Le débat sur l’autonomie stratégique « ouverte », qui au fond ne se distingue plus sur le fond de la souveraineté européenne comme l’a admis le président E. Macron lui-même (7), va se poursuivre sous la prochaine législature. Une Europe moins dépendante, qui se muscle sur le plan économique et industriel : tel devra rester le cap politique dans un monde de plus en plus fracturé où l’Union ne peut entièrement se reposer sur l’alliance américaine, surtout dans l’hypothèse d’une nouvelle présidence Trump.

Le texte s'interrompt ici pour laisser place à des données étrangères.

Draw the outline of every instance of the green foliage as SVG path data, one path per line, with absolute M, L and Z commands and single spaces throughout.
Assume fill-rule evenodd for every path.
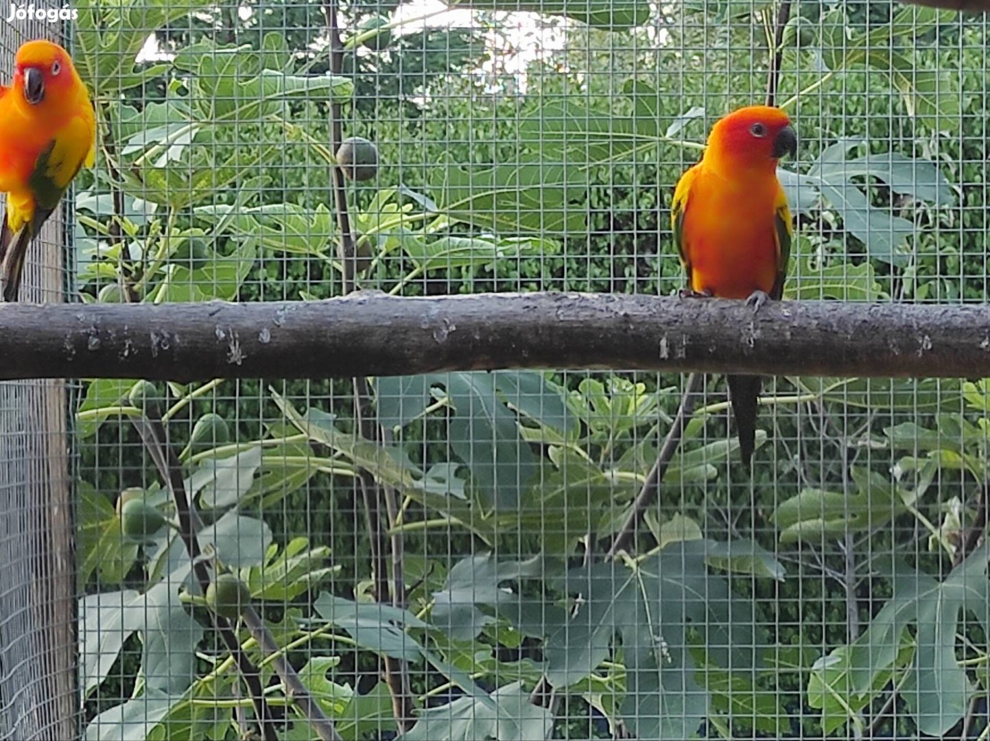
M 317 6 L 268 3 L 266 25 L 220 6 L 83 3 L 75 55 L 104 143 L 76 199 L 84 300 L 338 293 L 330 102 L 346 111 L 346 136 L 378 148 L 375 176 L 346 191 L 361 281 L 403 295 L 666 292 L 682 280 L 666 245 L 666 185 L 723 108 L 762 97 L 772 5 L 657 8 L 660 39 L 639 0 L 460 4 L 585 24 L 566 31 L 566 49 L 532 62 L 531 88 L 517 94 L 492 83 L 497 74 L 474 74 L 497 56 L 476 29 L 409 33 L 382 22 L 391 6 L 347 8 L 348 21 L 374 15 L 348 23 L 359 33 L 344 74 L 332 75 L 313 51 Z M 960 115 L 986 107 L 982 57 L 960 62 L 947 44 L 928 42 L 954 39 L 967 54 L 983 37 L 942 12 L 881 5 L 796 3 L 784 35 L 780 90 L 797 93 L 786 108 L 801 101 L 804 150 L 778 171 L 798 217 L 785 297 L 982 298 L 970 276 L 985 272 L 990 224 L 960 187 L 982 181 L 987 159 L 982 130 L 967 139 L 973 124 Z M 132 63 L 149 29 L 175 53 L 167 64 Z M 705 52 L 681 53 L 689 49 Z M 909 734 L 944 735 L 974 682 L 990 686 L 988 626 L 967 611 L 987 599 L 985 549 L 941 576 L 975 514 L 965 495 L 943 494 L 982 484 L 987 469 L 984 380 L 778 379 L 761 399 L 767 429 L 751 489 L 738 485 L 727 405 L 709 404 L 687 425 L 631 552 L 584 566 L 585 550 L 630 514 L 672 423 L 674 379 L 378 378 L 374 413 L 388 442 L 359 434 L 342 387 L 87 381 L 75 414 L 87 738 L 230 738 L 235 710 L 249 707 L 207 632 L 208 595 L 181 539 L 152 527 L 176 512 L 128 420 L 153 407 L 179 452 L 207 559 L 231 572 L 218 580 L 243 583 L 237 601 L 249 592 L 346 739 L 398 732 L 374 669 L 382 656 L 415 669 L 419 712 L 399 736 L 409 740 L 560 737 L 559 718 L 528 700 L 544 678 L 570 717 L 685 739 L 795 737 L 798 723 L 862 733 L 891 688 Z M 233 388 L 237 409 L 220 392 Z M 107 445 L 127 451 L 120 471 L 100 458 Z M 403 562 L 406 608 L 373 603 L 367 561 L 336 556 L 369 550 L 350 503 L 361 471 L 396 490 L 390 534 L 417 545 Z M 105 491 L 119 492 L 116 508 Z M 723 524 L 725 505 L 751 521 Z M 125 529 L 140 543 L 121 538 L 132 515 L 140 522 Z M 340 538 L 333 549 L 300 537 L 321 531 L 311 519 L 320 516 Z M 872 542 L 919 556 L 911 566 L 869 561 L 893 595 L 875 614 L 858 611 L 858 636 L 845 634 L 855 587 L 806 578 L 835 571 L 833 544 L 843 539 L 860 563 Z M 473 555 L 451 561 L 463 552 Z M 250 637 L 239 639 L 260 662 Z M 314 737 L 270 663 L 262 673 L 266 697 L 287 708 L 280 738 Z

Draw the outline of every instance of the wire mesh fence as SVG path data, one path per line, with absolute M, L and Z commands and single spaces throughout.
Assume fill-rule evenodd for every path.
M 6 17 L 7 14 L 5 14 Z M 0 25 L 0 68 L 31 38 L 59 40 L 38 19 Z M 41 231 L 25 267 L 29 300 L 60 301 L 64 220 Z M 72 503 L 65 384 L 0 384 L 0 737 L 71 738 L 78 697 Z
M 707 223 L 749 234 L 776 166 L 783 300 L 986 300 L 982 14 L 72 10 L 98 123 L 72 301 L 669 295 L 675 186 L 718 120 L 767 101 L 796 157 L 720 170 Z M 11 15 L 5 63 L 55 28 Z M 62 300 L 46 229 L 22 300 Z M 723 256 L 727 280 L 773 230 Z M 86 379 L 68 438 L 62 384 L 5 384 L 0 735 L 985 739 L 990 397 L 896 370 L 765 378 L 751 468 L 724 376 Z

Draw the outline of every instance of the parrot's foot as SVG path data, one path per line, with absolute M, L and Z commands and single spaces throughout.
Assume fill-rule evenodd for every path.
M 756 314 L 759 312 L 761 308 L 763 308 L 763 305 L 769 300 L 770 297 L 766 295 L 766 293 L 764 293 L 761 290 L 754 290 L 752 293 L 749 294 L 749 298 L 745 300 L 745 305 L 751 306 L 752 313 Z
M 697 291 L 693 288 L 681 288 L 677 291 L 677 295 L 680 298 L 711 298 L 714 294 L 708 288 L 702 291 Z

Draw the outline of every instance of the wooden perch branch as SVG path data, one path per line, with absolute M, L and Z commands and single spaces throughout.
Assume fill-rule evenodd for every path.
M 0 379 L 326 378 L 498 369 L 990 375 L 990 306 L 586 293 L 0 305 Z

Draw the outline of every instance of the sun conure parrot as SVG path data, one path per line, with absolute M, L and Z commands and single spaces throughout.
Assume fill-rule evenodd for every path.
M 79 168 L 93 166 L 96 119 L 68 53 L 50 41 L 24 44 L 14 80 L 0 85 L 0 231 L 3 300 L 16 301 L 28 245 Z
M 744 298 L 759 311 L 780 299 L 794 227 L 777 160 L 797 154 L 779 108 L 749 106 L 714 127 L 701 161 L 681 175 L 671 204 L 674 242 L 687 273 L 684 296 Z M 758 375 L 729 375 L 742 460 L 752 460 Z

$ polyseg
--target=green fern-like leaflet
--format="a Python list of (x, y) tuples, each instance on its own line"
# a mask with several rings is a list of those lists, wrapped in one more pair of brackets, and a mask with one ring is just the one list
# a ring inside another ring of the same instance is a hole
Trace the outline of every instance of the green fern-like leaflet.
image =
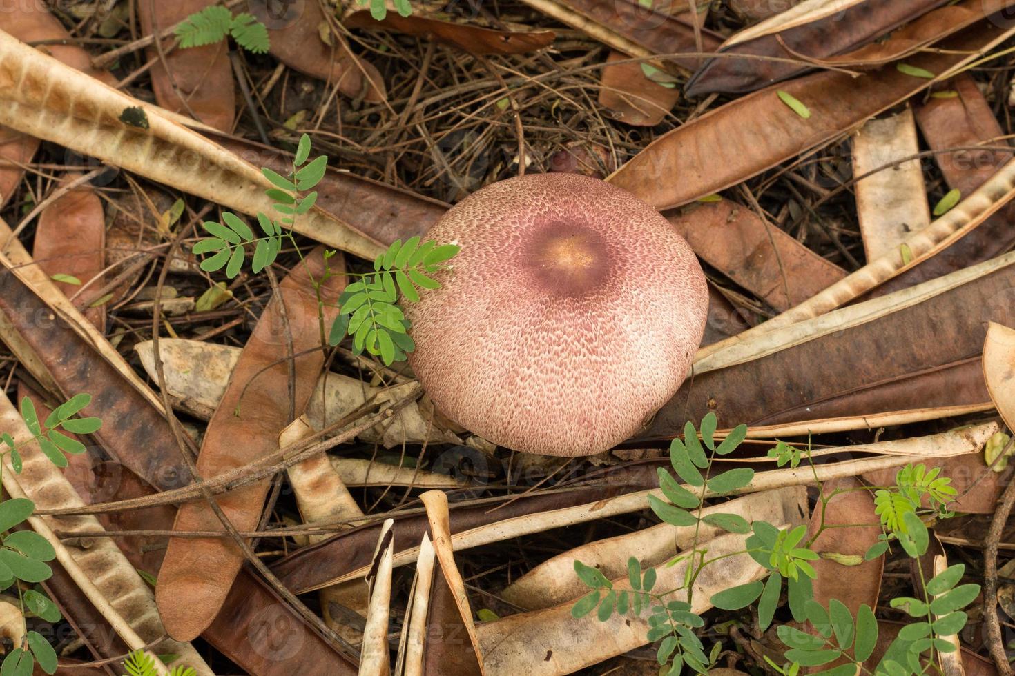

5. Il est compliqué d’établir des comparaisons car il faut ajouter les financements européens (le budget européen se monte actuellement à 170 milliards par an en crédits de paiement, dont une partie seulement finance la politique industrielle, la recherche et les infrastructures), les budgets des États et les financements privés levés grâce à des garanties publiques. Les États-Unis ont planifié plus de 1000 milliards de dollars de fonds publics pour développer leur base productive durant la décennie actuelle : plus de 500 milliards pour les infrastructures (Infrastructure Law, 2021), 275 milliards pour la recherche-développement dont 77 milliards pour les semi-conducteurs (Chips & Science Act, 2022), plus de 400 mil- liards pour la transition énergétique et la santé (Inflation Reduction Act, 2022).
6. Malgré les conclusions ambitieuses du Conseil Ecofin du 5 avr. 2022 sur l’autonomie stratégique dans le secteur économique et financier
7. Discours à Bratislava, 31 mai 2023, et interview au Point, 23 août 2023.